Hospitality companies around the globe have benefited from higher travel demand during the fourth quarter with more people checking into hotels during the holiday period, boosting occupancy rates to near pre-pandemic levels.
Hilton reported comparable RevPAR (revenue per available room) of $84.14 for the fourth quarter, as occupancy rates across its hotels rose to 61.3% from 20.7% a year earlier.
Peer Marriott International (NASDAQ:MAR) Inc also topped analyst estimates for quarterly results on Tuesday, with occupancy rates in its U.S. and Canada region jumping to 60% from 35.1% a year earlier.
Occupancy at Hilton's U.S. and Canada region nearly tripled to 63.3% in the quarter.
Hilton Chief Executive Officer Christopher Nassetta said he remains confident about a recovery across segments in 2022, despite facing a short-term impact from newer variants of COVID-19 in 2021.
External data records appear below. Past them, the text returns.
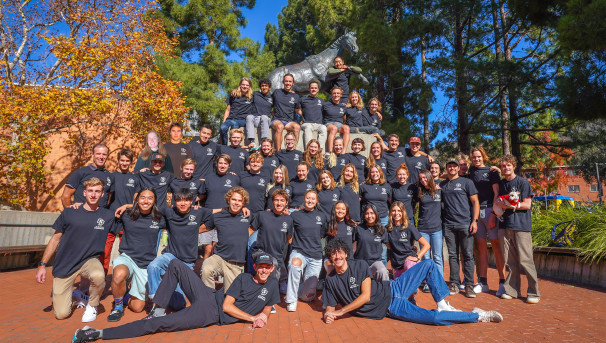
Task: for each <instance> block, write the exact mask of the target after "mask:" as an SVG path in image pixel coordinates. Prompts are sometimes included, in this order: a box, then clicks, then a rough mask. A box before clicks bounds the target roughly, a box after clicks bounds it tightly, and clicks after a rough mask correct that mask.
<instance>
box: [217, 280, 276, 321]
mask: <svg viewBox="0 0 606 343" xmlns="http://www.w3.org/2000/svg"><path fill="white" fill-rule="evenodd" d="M215 294H216V297H217V298H216V299H217V305H218V306H219V320H220V323H221V325H225V324H233V323H236V322H238V321H240V319H238V318H234V317H232V316H230V315H228V314H227V313H225V312H223V310H222V309H223V300H224V299H225V298H224V296H223V291H222V290H219V291H217V292H216V293H215ZM225 295H229V296H231V297H233V298H234V299H235V300H236V301H234V305H235V306H236V307H237V308H238V309H240V310H242V311H243V312H245V313H248V314H250V315H252V316H255V315H257V314H259V312H261V311H263V309H264V308H265V307H266V306H273V305H275V304H277V303H279V302H280V291H279V287H278V280H276V279H275V278H273V277H270V278H268V279H267V281H266V282H265V283H257V282H255V280H254V279H253V276H252V275H251V274H248V273H243V274H240V275H238V276H236V278H235V279H234V281H233V282H232V284H231V286H229V289H228V290H227V292H226V293H225Z"/></svg>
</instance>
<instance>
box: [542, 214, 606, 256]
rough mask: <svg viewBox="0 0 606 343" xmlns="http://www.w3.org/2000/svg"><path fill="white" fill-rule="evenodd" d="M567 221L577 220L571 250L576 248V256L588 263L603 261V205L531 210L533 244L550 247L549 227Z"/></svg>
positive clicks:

The company reported net income attributable to shareholders of $147 million, or 52 cents per share, for the quarter ended Dec. 31, compared to a net loss of $224 million, or 81 cents per share, a year earlier.
Excluding items, Hilton earned 72 cents per share compared with Refinitv IBES estimates of 70 cents per share, while fourth-quarter revenue nearly doubled to $1.84 billion compared to estimates of $1.83 billion.